Creating and using a Definition of Done is easy and involves three steps:
1. Create the Definition of Done
2. Use the Definition of Done
3. Take the Definition of Done to the next level
For this do-it-yourself workshop, we assume you already have a Definition of Done. The biggest challenge for your team is to actually use it. Over time, the Definition of Done has become this piece of paper next to the Sprint Backlog that nobody really pays attention to. Product Backlog items are moved to "Done" without checking the Definition of Done. Maybe some items live up to the quality standards, but chances are they don't.

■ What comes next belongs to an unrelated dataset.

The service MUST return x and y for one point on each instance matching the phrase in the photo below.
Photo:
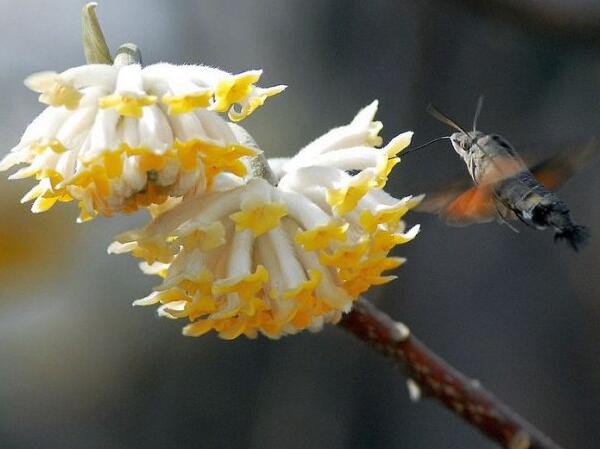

Many Scrum teams don't purposefully ignore the Definition of Done, they often don't know how to apply the rules. Sure, the rule of "all code must be reviewed by another developer" sounds great, but our Sprints are packed with so much work that it feels impossible to do. The purpose of this workshop is to revive your Definition of Done and to actually put its rules into practice!
With the instructions in this guide, you should be able to run this workshop smoothly. But if you need help, we can also facilitate this workshop with you remotely. Contact us at firstname.lastname@example.org for availability and pricing.
How does it work?
The PDF outlines a detailed step-by-step 120-minute workshop that relies on Liberating Structures to engage and unleash your team. The string is designed with virtual teams in mind and includes:
- Min Specs
- 15% Solutions
This string of Liberating Structures is feasible from 4 participants and onward.
What do you receive?
- A 14-page full-color guide (PDF).
- We take you through the flow of the string in great detail. Not only do we explain all the steps involved, but we also explain why they are happening. This should make it easier to design your own strings in the future.
- The instructions support all virtual collaboration tools where you can create breakouts or separate channels occasionally (such as Zoom, GotoWebinar, and Teams). You can set up an additional virtual whiteboard in a tool like Mural, Google Slides, or Miro if you prefer.
- The PDF outlines additional resources and useful reading, both to prepare and to distribute afterward.